Alpha Research Process & Breakout Strategy

Notes of AI for Trading, Project 2

Posted by Chauncey on May 13, 2020

In this blog, I will code and evaluate a “breakout” signal, and take this as an example to demonstrate the process of Alpha Reserch.

Alpha Research Process

It is important to understand where these steps fit in the alpha research workflow. The signal-to-noise ratio in trading signals is very low and, as such, it is very easy to fall into the trap of overfitting to noise. It is therefore inadvisable to jump right into signal coding. To help mitigate overfitting, it is best to start with a general observation and hypothesis.

Always ask yourself if you’re able to answer the following question before you touch any data:

What feature of markets or investor behaviour would lead to a persistent anomaly that my signal will try to use?

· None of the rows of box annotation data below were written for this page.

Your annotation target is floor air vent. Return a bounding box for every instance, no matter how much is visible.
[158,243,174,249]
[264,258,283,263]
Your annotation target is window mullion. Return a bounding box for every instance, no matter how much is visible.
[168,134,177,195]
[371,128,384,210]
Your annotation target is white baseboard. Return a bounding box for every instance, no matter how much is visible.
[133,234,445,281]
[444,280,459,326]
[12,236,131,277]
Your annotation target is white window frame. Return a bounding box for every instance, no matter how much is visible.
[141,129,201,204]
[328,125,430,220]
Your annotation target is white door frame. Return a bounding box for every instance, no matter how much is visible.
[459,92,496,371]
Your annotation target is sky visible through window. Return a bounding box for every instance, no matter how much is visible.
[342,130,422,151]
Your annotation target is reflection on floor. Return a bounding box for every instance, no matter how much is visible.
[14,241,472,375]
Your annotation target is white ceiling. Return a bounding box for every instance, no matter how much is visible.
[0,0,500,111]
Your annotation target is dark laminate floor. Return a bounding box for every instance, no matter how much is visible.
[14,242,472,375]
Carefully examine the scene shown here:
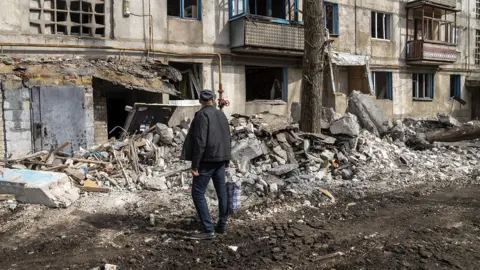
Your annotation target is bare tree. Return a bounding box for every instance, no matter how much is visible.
[300,0,325,133]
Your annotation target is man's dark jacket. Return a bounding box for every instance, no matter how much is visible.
[182,106,232,170]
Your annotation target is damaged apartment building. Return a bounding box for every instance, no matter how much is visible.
[0,0,480,156]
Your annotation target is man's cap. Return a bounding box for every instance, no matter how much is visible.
[200,89,215,101]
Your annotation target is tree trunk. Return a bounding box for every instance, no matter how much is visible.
[300,0,325,133]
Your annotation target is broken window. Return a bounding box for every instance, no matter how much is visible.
[167,0,201,19]
[323,2,339,36]
[372,72,393,100]
[245,66,288,101]
[30,0,105,37]
[475,0,480,20]
[168,62,203,100]
[450,75,462,98]
[229,0,246,17]
[412,73,434,99]
[371,11,390,39]
[475,30,480,65]
[247,0,295,20]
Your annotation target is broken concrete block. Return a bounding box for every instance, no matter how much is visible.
[273,155,287,165]
[104,263,117,270]
[0,169,80,207]
[232,139,268,172]
[265,175,285,186]
[340,169,353,180]
[330,113,360,137]
[315,170,325,181]
[437,113,462,127]
[156,123,173,145]
[230,117,247,128]
[270,164,298,176]
[273,145,288,160]
[145,177,168,190]
[320,150,335,161]
[269,183,278,193]
[390,120,406,142]
[347,91,390,136]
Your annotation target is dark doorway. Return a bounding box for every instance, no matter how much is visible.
[93,79,162,139]
[245,66,287,101]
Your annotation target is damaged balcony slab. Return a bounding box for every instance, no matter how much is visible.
[3,56,182,95]
[0,168,80,208]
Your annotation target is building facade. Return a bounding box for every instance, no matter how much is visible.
[0,0,480,157]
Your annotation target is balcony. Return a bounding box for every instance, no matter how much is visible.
[406,0,460,65]
[230,16,304,56]
[407,40,457,65]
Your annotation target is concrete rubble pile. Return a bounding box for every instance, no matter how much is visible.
[0,90,480,205]
[1,123,190,192]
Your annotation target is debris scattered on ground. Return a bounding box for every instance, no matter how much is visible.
[0,92,480,206]
[0,168,80,210]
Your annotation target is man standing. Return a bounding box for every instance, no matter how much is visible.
[182,90,231,240]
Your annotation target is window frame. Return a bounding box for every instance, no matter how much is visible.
[473,29,480,66]
[475,0,480,20]
[450,74,462,99]
[167,0,202,21]
[323,1,340,37]
[370,10,392,40]
[372,70,393,100]
[412,73,435,101]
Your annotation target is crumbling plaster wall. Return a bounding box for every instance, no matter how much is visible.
[4,82,32,156]
[331,0,480,120]
[203,58,302,120]
[330,0,474,69]
[0,0,229,55]
[0,69,95,157]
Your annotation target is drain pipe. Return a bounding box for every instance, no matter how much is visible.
[0,42,231,110]
[0,81,8,167]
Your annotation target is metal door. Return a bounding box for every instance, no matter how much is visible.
[31,86,87,152]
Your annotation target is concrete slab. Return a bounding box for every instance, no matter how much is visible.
[0,169,80,207]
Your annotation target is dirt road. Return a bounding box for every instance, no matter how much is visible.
[0,182,480,270]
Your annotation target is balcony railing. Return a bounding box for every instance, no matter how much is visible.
[407,40,457,64]
[230,17,304,52]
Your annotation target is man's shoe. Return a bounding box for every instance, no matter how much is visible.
[187,232,215,240]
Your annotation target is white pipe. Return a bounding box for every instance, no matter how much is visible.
[123,0,131,17]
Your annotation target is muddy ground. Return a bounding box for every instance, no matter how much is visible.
[0,181,480,270]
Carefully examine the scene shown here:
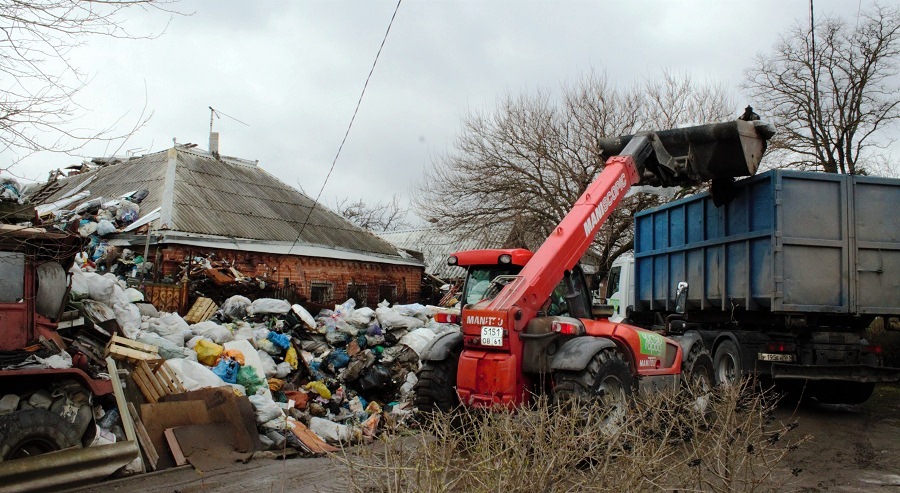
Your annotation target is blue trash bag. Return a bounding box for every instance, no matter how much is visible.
[213,358,241,383]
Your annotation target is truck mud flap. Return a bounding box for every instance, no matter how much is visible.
[772,363,900,383]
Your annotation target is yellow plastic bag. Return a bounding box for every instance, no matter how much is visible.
[284,344,297,370]
[222,349,244,366]
[194,339,225,366]
[305,380,331,399]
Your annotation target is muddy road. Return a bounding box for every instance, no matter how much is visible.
[68,386,900,493]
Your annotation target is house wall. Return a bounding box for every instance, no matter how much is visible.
[151,245,424,307]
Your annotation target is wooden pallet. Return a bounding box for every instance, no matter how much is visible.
[184,298,219,324]
[131,361,186,404]
[104,335,160,362]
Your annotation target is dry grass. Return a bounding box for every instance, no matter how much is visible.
[336,380,804,493]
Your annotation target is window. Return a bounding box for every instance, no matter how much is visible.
[347,283,369,307]
[378,284,397,303]
[0,252,25,303]
[309,281,334,303]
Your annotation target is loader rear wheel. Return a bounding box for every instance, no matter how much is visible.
[414,354,459,414]
[553,348,634,433]
[0,409,81,461]
[713,340,744,385]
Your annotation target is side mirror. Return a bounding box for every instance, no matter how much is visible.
[675,281,688,313]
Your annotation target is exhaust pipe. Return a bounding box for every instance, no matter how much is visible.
[599,120,775,186]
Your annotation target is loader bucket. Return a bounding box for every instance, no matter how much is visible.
[599,120,775,186]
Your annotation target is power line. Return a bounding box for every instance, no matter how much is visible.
[287,0,403,255]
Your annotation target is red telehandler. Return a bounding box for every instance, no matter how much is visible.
[416,120,774,412]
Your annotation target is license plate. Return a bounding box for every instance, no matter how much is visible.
[481,326,503,346]
[759,353,796,363]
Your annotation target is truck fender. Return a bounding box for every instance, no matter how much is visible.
[419,331,462,361]
[550,336,616,371]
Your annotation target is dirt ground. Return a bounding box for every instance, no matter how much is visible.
[60,386,900,493]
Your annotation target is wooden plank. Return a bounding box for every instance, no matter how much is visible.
[288,418,340,454]
[131,370,160,403]
[106,357,147,472]
[128,402,159,471]
[163,428,187,466]
[141,400,212,469]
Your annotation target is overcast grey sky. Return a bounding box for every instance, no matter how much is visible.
[0,0,871,219]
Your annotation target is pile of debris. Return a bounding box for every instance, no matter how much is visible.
[15,265,459,464]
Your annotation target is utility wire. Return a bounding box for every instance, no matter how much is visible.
[287,0,403,255]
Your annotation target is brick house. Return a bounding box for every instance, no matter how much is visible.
[41,145,424,306]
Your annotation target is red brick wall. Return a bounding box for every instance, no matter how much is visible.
[150,245,424,306]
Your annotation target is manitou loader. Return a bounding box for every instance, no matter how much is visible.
[416,120,774,412]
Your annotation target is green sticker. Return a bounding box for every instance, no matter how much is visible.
[638,331,666,356]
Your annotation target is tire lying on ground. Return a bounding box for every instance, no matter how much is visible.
[0,409,81,461]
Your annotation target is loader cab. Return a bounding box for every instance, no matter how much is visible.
[602,252,634,323]
[447,248,534,308]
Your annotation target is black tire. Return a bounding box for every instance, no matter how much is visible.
[0,409,81,461]
[811,381,875,404]
[553,348,634,403]
[413,354,459,414]
[713,340,744,385]
[681,343,716,391]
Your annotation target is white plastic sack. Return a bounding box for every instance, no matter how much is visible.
[222,295,250,320]
[113,303,141,339]
[191,321,234,344]
[249,392,284,424]
[342,306,375,328]
[256,349,278,378]
[232,320,255,341]
[247,298,291,317]
[291,305,316,329]
[391,303,426,317]
[224,341,272,399]
[69,266,91,301]
[97,219,116,236]
[375,306,425,329]
[137,332,184,359]
[125,288,144,303]
[83,272,116,304]
[309,416,351,443]
[400,327,437,358]
[166,359,228,391]
[275,361,294,378]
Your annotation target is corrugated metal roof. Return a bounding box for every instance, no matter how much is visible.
[379,227,509,279]
[31,146,416,264]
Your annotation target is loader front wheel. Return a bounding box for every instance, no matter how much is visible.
[0,409,81,461]
[553,349,634,433]
[414,354,459,414]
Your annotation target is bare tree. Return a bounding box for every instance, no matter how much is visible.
[413,72,734,276]
[743,3,900,174]
[0,0,177,169]
[334,195,409,233]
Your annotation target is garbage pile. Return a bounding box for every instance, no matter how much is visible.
[63,266,459,451]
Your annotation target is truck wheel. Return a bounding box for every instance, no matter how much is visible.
[553,349,634,433]
[413,354,459,414]
[713,340,744,385]
[0,409,81,461]
[812,381,875,404]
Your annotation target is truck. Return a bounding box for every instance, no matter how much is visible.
[0,224,139,492]
[603,170,900,404]
[415,120,774,413]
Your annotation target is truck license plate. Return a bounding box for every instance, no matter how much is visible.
[759,353,795,363]
[481,326,503,346]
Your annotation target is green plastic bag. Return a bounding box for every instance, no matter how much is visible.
[238,365,269,395]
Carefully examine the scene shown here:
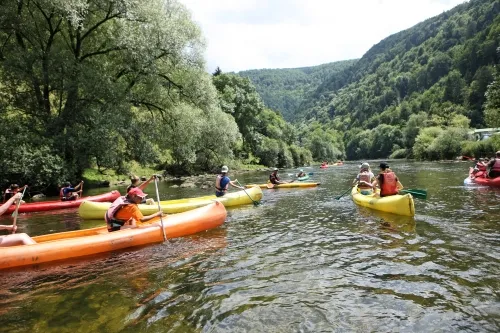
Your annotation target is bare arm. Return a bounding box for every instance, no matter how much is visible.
[141,212,165,222]
[229,179,244,190]
[138,175,156,190]
[0,193,22,215]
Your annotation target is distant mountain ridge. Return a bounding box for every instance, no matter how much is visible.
[237,60,356,121]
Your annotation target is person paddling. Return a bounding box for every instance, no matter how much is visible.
[372,162,403,197]
[104,187,165,232]
[127,175,156,205]
[59,180,83,201]
[487,150,500,178]
[269,168,288,185]
[3,184,28,204]
[297,169,307,178]
[127,175,156,193]
[352,163,375,195]
[0,193,36,247]
[215,165,245,197]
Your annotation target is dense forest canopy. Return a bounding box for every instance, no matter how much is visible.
[0,0,310,191]
[0,0,500,192]
[238,60,356,122]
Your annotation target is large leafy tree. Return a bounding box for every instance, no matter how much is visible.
[0,0,229,184]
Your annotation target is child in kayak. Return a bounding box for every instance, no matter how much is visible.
[0,193,36,247]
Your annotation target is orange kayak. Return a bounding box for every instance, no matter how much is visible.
[7,191,120,213]
[0,202,227,269]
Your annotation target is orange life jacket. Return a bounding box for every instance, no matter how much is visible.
[358,171,371,189]
[104,197,132,225]
[59,187,71,200]
[491,158,500,172]
[380,171,398,197]
[215,175,229,192]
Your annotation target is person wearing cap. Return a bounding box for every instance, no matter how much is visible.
[297,169,307,178]
[59,180,83,201]
[372,162,403,197]
[127,175,156,205]
[215,165,245,197]
[486,150,500,178]
[269,168,288,185]
[3,184,28,204]
[0,193,36,247]
[127,175,156,193]
[104,187,164,232]
[352,162,375,195]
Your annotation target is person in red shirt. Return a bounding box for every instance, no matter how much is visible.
[104,187,164,232]
[373,162,403,197]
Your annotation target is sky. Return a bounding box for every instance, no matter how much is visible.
[180,0,466,72]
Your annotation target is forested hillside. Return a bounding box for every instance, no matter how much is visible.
[238,60,356,121]
[299,0,500,159]
[0,0,312,189]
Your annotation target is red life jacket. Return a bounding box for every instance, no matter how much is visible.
[104,197,132,225]
[380,171,398,197]
[3,188,15,202]
[215,175,229,192]
[358,171,371,190]
[59,186,71,200]
[491,158,500,172]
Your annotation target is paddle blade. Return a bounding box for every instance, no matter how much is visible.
[399,190,427,199]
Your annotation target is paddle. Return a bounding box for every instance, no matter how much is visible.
[77,180,83,199]
[155,176,167,242]
[236,179,259,206]
[12,186,26,233]
[335,186,352,200]
[399,188,427,199]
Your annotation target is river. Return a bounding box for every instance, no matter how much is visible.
[0,161,500,333]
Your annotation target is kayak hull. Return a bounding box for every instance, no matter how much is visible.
[7,191,120,213]
[78,187,262,220]
[351,186,415,216]
[0,202,227,269]
[245,183,321,188]
[464,168,500,187]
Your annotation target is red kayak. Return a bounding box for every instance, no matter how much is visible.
[6,191,120,213]
[466,168,500,187]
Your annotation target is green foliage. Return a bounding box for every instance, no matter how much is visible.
[238,60,356,121]
[282,0,500,159]
[484,68,500,127]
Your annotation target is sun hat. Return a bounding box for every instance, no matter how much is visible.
[128,187,147,198]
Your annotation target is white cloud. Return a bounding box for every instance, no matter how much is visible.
[180,0,465,72]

Ideally the assumptions behind the hypothesis will be testable before you actually code and evaluate the signal itself. The workflow therefore is as follows:

Breakout Strategy

Hypothesis

After the first three steps area done (“observe & research”, “form hypothesis”, “validate hypothesis”), the hypothesis using for this project is the following:

  • In the absence of news or significant investor trading interest, stocks oscillate in a range.
  • Traders seek to capitalize on this range-bound behaviour periodically by selling/shorting at the top of the range and buying/covering at the bottom of the range. This behaviour reinforces the existence of the range.
  • When stocks break out of the range, due to, e.g., a significant news release or from market pressure from a large investor:
    • the liquidity traders who have been providing liquidity at the bounds of the range seek to cover their positions to mitigate losses, thus magnifying the move out of the range, and
    • the move out of the range attracts other investor interest; these investors, due to the behavioural bias of herding (e.g., Herd Behavior) build positions which favor continuation of the trend.

Compute Max/min price in a window

Use the price highs and lows as an indicator for the breakout strategy.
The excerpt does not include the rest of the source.